Note: This bug is displayed in read-only format because the product is no longer active in Red Hat Bugzilla.

Bug 1301805

Summary:	Contending exclusive NFS file locks from two hosts breaks locking when blocked host gives up early.
Product:	[Community] GlusterFS	Reporter:	Jeff Byers <jbyers>
Component:	nfs	Assignee:	Soumya Koduri <skoduri>
Status:	CLOSED UPSTREAM	QA Contact:
Severity:	low	Docs Contact:
Priority:	low
Version:	mainline	CC:	bugs, hgowtham, jbyers, jthottan, spalai
Target Milestone:	---	Keywords:	Triaged
Target Release:	---
Hardware:	Unspecified
OS:	Linux
Whiteboard:
Fixed In Version:		Doc Type:	Bug Fix
Doc Text:		Story Points:	---
Clone Of:
Clones:	1371552 1371554 (view as bug list)		Environment:
Last Closed:	2020-03-12 12:56:32 UTC	Type:	Bug
Regression:	---	Mount Type:	---
Documentation:	---	CRM:
Verified Versions:		Category:	---
oVirt Team:	---	RHEL 7.3 requirements from Atomic Host:
Cloudforms Team:	---	Target Upstream Version:
Embargoed:
Bug Depends On:
Bug Blocks:	1371552, 1371554

Description Jeff Byers 2016-01-26 01:44:37 UTC

Contending exclusive NFS file locks from two hosts breaks
locking when blocked host gives up early.
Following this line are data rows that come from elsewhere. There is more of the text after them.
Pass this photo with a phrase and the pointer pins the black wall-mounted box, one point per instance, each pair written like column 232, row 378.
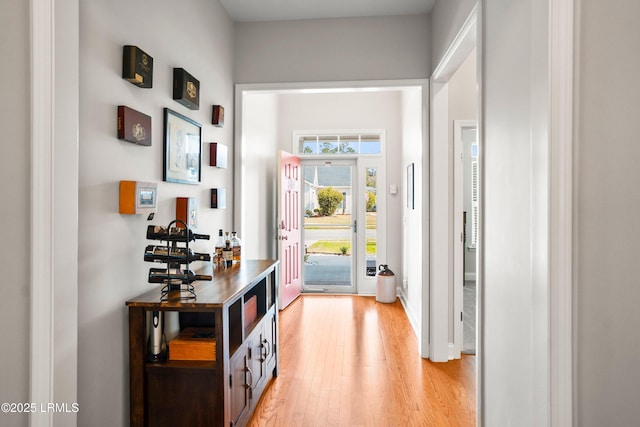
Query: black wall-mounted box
column 137, row 66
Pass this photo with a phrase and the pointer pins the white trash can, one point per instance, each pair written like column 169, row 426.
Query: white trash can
column 386, row 285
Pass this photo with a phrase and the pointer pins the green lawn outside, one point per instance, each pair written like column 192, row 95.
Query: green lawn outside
column 335, row 247
column 337, row 221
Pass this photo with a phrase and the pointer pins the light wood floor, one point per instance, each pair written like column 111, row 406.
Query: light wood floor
column 349, row 361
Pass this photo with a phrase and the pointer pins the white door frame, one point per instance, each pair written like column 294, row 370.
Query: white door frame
column 442, row 243
column 458, row 233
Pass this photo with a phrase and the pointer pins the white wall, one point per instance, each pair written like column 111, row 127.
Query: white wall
column 463, row 105
column 198, row 36
column 446, row 19
column 411, row 281
column 333, row 50
column 515, row 350
column 358, row 110
column 606, row 278
column 14, row 211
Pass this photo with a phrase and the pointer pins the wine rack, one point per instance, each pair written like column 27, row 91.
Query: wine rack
column 178, row 282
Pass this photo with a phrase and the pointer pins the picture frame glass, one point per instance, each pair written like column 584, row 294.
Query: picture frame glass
column 182, row 148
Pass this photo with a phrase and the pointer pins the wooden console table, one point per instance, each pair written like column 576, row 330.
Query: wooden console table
column 223, row 392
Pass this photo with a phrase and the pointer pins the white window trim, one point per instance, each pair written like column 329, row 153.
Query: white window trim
column 337, row 132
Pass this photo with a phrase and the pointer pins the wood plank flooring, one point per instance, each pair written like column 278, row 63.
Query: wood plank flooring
column 350, row 361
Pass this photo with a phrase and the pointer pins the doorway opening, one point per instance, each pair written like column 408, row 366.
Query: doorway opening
column 330, row 226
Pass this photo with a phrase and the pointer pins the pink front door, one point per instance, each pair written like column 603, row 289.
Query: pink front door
column 289, row 229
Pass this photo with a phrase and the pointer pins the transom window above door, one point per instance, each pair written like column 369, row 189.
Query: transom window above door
column 338, row 143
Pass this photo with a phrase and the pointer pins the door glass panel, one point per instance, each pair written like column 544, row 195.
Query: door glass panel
column 328, row 228
column 371, row 224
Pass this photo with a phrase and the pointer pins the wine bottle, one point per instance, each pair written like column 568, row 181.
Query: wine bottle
column 158, row 232
column 219, row 247
column 161, row 275
column 236, row 245
column 173, row 255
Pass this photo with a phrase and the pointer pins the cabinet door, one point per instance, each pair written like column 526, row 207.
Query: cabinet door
column 239, row 393
column 254, row 359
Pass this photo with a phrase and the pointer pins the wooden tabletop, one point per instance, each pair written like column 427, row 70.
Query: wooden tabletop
column 226, row 285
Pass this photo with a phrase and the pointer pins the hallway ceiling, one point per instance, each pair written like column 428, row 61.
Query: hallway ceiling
column 284, row 10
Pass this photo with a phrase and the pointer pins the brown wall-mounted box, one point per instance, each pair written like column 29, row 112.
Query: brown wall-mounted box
column 186, row 89
column 218, row 198
column 193, row 344
column 134, row 126
column 137, row 66
column 218, row 155
column 187, row 211
column 218, row 116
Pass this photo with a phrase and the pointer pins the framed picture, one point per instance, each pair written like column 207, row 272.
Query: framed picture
column 410, row 194
column 182, row 148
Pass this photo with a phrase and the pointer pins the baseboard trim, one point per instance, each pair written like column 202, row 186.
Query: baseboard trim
column 410, row 315
column 452, row 352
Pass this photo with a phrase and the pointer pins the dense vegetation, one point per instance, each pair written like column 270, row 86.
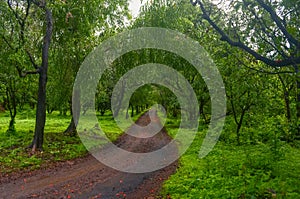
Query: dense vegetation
column 255, row 45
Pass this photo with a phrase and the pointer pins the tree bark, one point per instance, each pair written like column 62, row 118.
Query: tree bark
column 71, row 130
column 38, row 139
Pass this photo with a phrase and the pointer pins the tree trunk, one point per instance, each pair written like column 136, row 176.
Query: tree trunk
column 38, row 139
column 71, row 130
column 12, row 105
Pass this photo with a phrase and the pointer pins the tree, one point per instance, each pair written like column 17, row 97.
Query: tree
column 267, row 30
column 19, row 24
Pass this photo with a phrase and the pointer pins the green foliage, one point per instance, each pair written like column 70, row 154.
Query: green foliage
column 57, row 146
column 230, row 171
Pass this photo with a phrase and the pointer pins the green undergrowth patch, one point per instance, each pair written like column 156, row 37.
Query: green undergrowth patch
column 57, row 146
column 232, row 171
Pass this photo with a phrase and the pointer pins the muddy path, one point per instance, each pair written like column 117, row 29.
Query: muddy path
column 88, row 178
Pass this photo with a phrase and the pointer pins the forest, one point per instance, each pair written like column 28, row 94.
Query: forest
column 253, row 44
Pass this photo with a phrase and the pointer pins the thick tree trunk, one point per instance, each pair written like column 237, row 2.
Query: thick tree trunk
column 38, row 139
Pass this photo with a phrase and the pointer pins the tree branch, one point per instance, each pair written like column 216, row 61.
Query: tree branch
column 25, row 73
column 278, row 22
column 224, row 37
column 32, row 60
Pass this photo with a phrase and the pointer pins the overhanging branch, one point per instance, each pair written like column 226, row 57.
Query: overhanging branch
column 224, row 37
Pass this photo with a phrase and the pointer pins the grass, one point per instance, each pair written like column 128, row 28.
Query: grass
column 57, row 146
column 231, row 171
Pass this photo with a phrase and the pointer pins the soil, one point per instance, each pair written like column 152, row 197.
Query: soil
column 86, row 177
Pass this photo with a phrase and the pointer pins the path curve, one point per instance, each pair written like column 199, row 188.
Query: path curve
column 87, row 178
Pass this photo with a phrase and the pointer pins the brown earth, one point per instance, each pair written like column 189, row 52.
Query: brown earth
column 88, row 178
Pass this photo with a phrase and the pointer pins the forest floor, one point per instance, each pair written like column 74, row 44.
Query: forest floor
column 86, row 177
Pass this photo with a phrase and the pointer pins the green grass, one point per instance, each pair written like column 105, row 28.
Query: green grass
column 57, row 146
column 231, row 171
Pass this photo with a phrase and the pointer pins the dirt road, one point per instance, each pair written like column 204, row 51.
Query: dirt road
column 87, row 178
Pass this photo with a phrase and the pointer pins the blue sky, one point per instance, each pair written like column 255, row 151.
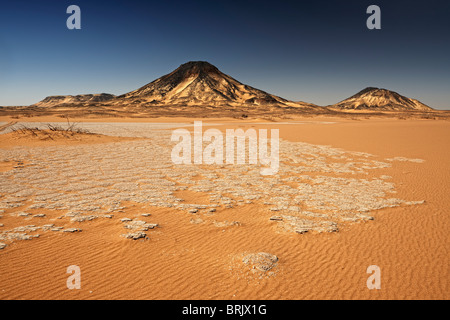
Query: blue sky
column 319, row 52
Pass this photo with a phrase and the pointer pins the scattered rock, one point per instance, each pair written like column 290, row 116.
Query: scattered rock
column 72, row 230
column 135, row 235
column 262, row 261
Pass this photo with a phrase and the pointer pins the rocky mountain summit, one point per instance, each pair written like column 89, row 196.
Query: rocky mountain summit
column 200, row 83
column 380, row 99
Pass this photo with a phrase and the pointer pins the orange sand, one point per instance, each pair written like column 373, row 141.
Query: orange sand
column 181, row 260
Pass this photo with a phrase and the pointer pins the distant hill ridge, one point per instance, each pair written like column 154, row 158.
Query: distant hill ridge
column 199, row 83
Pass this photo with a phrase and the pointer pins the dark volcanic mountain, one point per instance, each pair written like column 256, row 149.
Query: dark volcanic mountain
column 51, row 101
column 380, row 99
column 200, row 83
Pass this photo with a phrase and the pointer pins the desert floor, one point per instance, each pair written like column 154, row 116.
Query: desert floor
column 349, row 194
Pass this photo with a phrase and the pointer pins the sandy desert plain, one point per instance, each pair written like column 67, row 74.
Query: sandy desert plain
column 350, row 193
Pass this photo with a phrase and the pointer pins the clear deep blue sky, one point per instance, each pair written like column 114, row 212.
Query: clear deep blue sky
column 313, row 51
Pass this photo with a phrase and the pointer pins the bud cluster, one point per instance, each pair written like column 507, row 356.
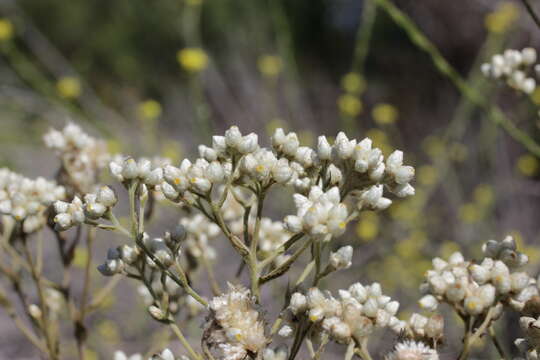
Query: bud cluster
column 82, row 156
column 320, row 214
column 94, row 207
column 356, row 314
column 148, row 172
column 513, row 66
column 473, row 288
column 26, row 200
column 234, row 328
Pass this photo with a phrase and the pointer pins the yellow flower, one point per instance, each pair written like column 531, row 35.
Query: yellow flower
column 353, row 83
column 192, row 59
column 502, row 18
column 270, row 65
column 448, row 248
column 350, row 105
column 172, row 150
column 484, row 194
column 427, row 175
column 69, row 87
column 149, row 109
column 81, row 257
column 380, row 140
column 384, row 114
column 6, row 29
column 528, row 165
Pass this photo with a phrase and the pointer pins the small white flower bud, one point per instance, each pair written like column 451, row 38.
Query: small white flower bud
column 233, row 137
column 248, row 144
column 154, row 177
column 293, row 223
column 370, row 308
column 428, row 302
column 291, row 144
column 473, row 305
column 95, row 210
column 106, row 196
column 341, row 259
column 215, row 172
column 324, row 150
column 298, row 303
column 130, row 169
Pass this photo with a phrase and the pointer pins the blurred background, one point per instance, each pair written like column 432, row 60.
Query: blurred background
column 160, row 77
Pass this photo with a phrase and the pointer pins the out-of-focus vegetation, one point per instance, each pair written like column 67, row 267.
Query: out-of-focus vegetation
column 161, row 76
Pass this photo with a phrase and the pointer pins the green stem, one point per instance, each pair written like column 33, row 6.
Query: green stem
column 422, row 42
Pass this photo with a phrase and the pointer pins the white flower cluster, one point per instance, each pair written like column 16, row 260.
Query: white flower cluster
column 95, row 206
column 148, row 172
column 26, row 200
column 234, row 327
column 356, row 314
column 513, row 66
column 275, row 354
column 342, row 258
column 420, row 327
column 320, row 214
column 473, row 288
column 412, row 350
column 82, row 156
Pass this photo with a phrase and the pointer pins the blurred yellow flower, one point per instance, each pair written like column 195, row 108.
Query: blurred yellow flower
column 80, row 258
column 368, row 226
column 6, row 29
column 350, row 105
column 470, row 213
column 149, row 110
column 69, row 87
column 385, row 114
column 90, row 354
column 427, row 175
column 433, row 146
column 172, row 150
column 502, row 18
column 448, row 248
column 528, row 165
column 380, row 140
column 270, row 65
column 353, row 83
column 192, row 59
column 458, row 151
column 484, row 194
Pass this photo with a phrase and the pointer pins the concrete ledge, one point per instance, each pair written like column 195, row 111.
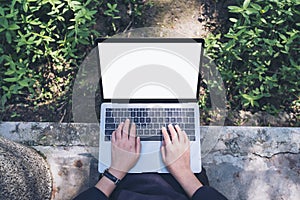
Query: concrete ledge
column 244, row 163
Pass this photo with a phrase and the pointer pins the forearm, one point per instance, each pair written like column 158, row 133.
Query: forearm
column 188, row 182
column 106, row 185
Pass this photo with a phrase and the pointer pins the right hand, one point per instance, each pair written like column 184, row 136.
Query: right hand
column 176, row 152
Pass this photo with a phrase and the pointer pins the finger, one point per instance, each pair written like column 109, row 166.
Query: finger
column 132, row 134
column 174, row 134
column 163, row 152
column 138, row 145
column 125, row 129
column 119, row 131
column 185, row 137
column 179, row 132
column 166, row 136
column 113, row 137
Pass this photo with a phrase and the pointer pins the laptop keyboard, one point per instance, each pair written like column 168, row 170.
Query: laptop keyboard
column 149, row 121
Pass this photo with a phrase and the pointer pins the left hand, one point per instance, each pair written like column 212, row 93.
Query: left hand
column 125, row 147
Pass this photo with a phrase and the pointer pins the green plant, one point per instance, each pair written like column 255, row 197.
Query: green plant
column 41, row 42
column 258, row 56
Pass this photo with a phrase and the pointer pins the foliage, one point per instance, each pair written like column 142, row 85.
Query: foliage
column 258, row 57
column 41, row 41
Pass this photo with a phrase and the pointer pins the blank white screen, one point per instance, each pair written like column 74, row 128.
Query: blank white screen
column 149, row 70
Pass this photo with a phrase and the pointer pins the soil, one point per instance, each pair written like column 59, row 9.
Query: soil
column 195, row 18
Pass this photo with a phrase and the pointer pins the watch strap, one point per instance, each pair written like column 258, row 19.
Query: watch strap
column 111, row 177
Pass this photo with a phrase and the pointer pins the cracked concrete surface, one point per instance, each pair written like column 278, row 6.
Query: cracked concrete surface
column 243, row 163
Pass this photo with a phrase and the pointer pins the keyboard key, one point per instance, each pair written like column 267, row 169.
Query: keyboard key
column 108, row 132
column 110, row 126
column 107, row 138
column 156, row 126
column 190, row 132
column 190, row 114
column 140, row 132
column 151, row 138
column 117, row 120
column 109, row 120
column 189, row 126
column 192, row 138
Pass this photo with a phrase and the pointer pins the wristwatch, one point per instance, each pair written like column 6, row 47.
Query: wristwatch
column 111, row 177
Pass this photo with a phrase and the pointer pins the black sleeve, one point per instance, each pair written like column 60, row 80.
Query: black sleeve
column 208, row 193
column 91, row 194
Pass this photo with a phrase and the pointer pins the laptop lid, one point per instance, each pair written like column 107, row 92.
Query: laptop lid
column 149, row 69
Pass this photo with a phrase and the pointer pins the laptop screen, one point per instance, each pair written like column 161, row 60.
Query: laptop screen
column 150, row 68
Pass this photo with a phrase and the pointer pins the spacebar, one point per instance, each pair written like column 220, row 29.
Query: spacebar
column 150, row 138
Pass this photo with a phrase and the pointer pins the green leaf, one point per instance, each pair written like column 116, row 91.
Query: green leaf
column 24, row 83
column 8, row 37
column 235, row 9
column 11, row 80
column 234, row 20
column 13, row 27
column 246, row 4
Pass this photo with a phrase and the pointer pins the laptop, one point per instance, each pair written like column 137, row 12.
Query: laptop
column 153, row 82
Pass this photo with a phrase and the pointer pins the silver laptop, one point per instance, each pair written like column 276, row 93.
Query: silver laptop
column 153, row 82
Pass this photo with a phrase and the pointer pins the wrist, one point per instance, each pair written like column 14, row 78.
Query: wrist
column 117, row 173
Using the Linux 'flock' utility to test GlusterFS NFS file
locking by contending exclusive locking of the same file by
two different hosts results in broken file locking for that
file when the client waiting for the lock gives up on a
timeout or is process killed. No other file lock attempt will
work from any host again without a "gluster volume stop/start",
a glusterd restart, or deleting the lock file.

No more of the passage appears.